Tutorial
CAPTCHA Solving for Web Scraping - Complete Guide
How to handle CAPTCHAs when web scraping. Covers reCAPTCHA, hCaptcha, Turnstile, and automated solving services.
CAPTCHAs are one of the biggest obstacles in web scraping.
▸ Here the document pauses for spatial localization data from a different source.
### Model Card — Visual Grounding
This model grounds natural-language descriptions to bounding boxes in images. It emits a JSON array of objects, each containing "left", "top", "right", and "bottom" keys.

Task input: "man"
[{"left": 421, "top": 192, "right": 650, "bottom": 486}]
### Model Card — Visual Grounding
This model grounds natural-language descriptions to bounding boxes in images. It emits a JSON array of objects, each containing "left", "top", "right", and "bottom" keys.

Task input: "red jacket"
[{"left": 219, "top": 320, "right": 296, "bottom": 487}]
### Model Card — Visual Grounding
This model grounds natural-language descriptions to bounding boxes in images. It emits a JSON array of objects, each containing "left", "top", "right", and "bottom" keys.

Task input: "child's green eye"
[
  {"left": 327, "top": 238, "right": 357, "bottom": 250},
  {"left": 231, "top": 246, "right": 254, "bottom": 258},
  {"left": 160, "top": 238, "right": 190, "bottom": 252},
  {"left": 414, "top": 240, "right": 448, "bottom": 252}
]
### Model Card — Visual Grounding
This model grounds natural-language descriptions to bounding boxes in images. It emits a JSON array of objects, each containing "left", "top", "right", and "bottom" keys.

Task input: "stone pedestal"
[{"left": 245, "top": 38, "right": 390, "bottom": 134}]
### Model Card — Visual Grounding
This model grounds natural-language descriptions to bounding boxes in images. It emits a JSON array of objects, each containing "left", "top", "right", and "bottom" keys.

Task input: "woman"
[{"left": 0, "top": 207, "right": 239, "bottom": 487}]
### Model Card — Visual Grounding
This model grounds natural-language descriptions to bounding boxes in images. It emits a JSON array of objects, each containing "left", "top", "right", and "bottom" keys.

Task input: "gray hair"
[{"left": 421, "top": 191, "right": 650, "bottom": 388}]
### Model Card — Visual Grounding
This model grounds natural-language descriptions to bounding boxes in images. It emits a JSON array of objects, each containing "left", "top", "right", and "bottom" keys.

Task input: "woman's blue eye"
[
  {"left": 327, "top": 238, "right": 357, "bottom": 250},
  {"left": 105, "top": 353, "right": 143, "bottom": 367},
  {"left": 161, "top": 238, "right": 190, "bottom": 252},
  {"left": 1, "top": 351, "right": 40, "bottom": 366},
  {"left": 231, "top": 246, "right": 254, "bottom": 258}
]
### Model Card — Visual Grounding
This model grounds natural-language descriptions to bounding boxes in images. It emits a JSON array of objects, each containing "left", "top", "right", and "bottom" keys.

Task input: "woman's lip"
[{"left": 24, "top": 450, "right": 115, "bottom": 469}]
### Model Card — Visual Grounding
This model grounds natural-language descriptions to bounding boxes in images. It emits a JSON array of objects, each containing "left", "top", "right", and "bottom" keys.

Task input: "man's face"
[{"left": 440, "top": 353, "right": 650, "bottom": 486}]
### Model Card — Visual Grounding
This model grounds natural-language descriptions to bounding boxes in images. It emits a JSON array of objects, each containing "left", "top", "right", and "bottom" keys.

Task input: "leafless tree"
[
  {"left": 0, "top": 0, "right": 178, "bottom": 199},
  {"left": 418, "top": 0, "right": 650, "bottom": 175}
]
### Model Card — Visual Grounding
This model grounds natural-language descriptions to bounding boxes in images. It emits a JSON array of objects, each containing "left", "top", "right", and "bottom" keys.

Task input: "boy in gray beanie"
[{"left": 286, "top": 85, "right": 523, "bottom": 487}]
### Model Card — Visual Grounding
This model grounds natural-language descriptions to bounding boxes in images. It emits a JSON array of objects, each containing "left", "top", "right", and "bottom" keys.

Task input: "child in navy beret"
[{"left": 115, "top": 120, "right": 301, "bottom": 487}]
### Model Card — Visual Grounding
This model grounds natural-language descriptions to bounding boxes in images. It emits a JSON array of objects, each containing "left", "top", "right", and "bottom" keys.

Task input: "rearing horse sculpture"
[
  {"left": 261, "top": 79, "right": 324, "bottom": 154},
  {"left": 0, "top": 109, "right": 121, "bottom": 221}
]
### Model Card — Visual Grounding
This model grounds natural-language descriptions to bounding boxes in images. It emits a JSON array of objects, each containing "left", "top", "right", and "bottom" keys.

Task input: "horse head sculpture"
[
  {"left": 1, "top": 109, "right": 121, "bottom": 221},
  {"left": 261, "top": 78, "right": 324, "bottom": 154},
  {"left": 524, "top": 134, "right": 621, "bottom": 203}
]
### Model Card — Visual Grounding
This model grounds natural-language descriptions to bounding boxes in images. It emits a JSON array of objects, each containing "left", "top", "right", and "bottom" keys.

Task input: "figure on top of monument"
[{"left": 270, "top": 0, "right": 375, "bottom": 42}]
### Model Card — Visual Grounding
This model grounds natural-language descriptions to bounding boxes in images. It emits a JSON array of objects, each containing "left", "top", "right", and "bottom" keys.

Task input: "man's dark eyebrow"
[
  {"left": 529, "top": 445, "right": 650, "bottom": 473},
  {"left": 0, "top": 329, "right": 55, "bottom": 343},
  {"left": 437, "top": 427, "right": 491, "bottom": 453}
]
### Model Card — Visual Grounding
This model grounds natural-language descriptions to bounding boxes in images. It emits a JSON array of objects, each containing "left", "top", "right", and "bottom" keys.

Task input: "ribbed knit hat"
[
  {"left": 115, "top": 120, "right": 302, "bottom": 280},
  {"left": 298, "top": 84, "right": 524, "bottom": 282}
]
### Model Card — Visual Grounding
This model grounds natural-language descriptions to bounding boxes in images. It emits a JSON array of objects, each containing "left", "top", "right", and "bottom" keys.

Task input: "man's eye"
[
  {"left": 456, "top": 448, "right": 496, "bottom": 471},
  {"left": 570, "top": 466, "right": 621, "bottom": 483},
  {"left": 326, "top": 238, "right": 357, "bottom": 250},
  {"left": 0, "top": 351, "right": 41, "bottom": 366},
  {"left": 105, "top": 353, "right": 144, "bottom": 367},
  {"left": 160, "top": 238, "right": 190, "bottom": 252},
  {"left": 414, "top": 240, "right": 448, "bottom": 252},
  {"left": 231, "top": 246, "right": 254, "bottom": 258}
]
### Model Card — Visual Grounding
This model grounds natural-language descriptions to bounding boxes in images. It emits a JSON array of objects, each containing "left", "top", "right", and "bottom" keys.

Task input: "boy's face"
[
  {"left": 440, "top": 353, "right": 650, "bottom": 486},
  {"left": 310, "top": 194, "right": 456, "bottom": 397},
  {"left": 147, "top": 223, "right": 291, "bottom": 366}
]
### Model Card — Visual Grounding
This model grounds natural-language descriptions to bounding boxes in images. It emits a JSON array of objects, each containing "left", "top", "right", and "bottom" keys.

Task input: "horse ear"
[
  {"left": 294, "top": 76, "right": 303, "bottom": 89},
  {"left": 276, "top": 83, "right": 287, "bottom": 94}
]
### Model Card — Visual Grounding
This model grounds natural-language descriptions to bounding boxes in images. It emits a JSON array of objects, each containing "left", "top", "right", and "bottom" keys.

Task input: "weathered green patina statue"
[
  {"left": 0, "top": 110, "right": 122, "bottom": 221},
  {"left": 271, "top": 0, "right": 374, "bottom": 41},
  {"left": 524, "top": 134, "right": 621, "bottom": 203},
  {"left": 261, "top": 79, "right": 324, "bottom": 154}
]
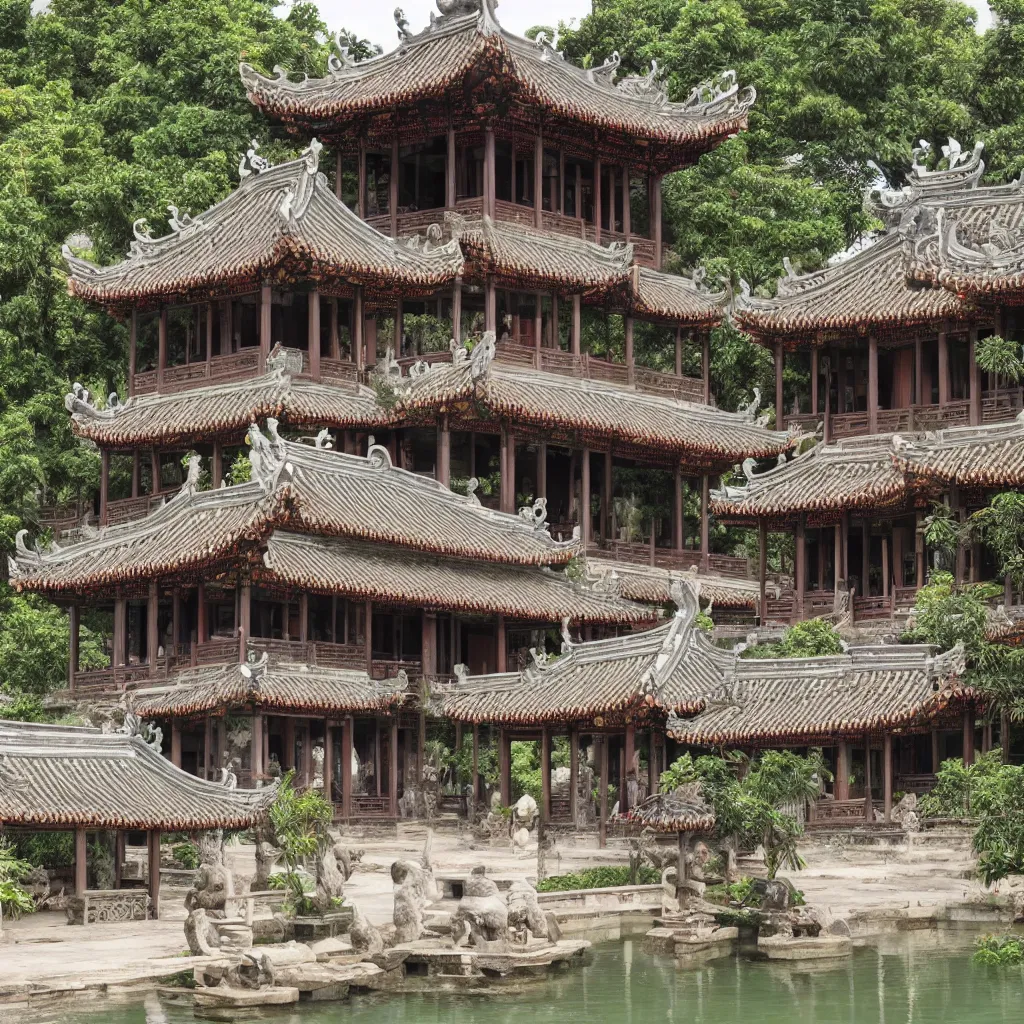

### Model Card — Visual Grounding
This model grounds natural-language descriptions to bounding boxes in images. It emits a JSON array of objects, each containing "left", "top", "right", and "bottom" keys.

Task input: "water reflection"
[{"left": 51, "top": 931, "right": 1024, "bottom": 1024}]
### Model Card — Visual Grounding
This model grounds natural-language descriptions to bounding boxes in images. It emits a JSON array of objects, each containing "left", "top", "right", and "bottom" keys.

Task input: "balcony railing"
[
  {"left": 786, "top": 390, "right": 1023, "bottom": 439},
  {"left": 105, "top": 494, "right": 165, "bottom": 527},
  {"left": 588, "top": 542, "right": 751, "bottom": 578}
]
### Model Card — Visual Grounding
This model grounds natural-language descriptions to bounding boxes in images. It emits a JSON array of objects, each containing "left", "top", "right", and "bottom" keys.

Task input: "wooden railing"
[
  {"left": 821, "top": 392, "right": 1022, "bottom": 440},
  {"left": 37, "top": 500, "right": 92, "bottom": 537},
  {"left": 853, "top": 595, "right": 893, "bottom": 621},
  {"left": 588, "top": 543, "right": 751, "bottom": 578},
  {"left": 895, "top": 773, "right": 937, "bottom": 794},
  {"left": 133, "top": 349, "right": 261, "bottom": 397},
  {"left": 69, "top": 665, "right": 152, "bottom": 695},
  {"left": 105, "top": 494, "right": 165, "bottom": 527}
]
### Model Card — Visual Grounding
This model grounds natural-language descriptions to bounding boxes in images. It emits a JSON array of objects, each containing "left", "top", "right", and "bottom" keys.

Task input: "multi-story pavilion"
[{"left": 736, "top": 141, "right": 1023, "bottom": 441}]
Here is how to deal with every type you will encounter.
Types of CAPTCHAs
| Type | Difficulty | Common On |
|---|---|---|
| reCAPTCHA v2 | Medium | Widely used (checkbox + image) |
| reCAPTCHA v3 | Hard | Invisible, score-based |
| hCaptcha | Medium | Cloudflare sites, many others |
| Cloudflare Turnstile | Hard | Cloudflare-protected sites |
| Image CAPTCHAs | Easy | Legacy sites |
| Text CAPTCHAs | Easy | Older forms |
Strategy 1: Avoid CAPTCHAs Entirely
The best approach is to never trigger CAPTCHAs in the first place.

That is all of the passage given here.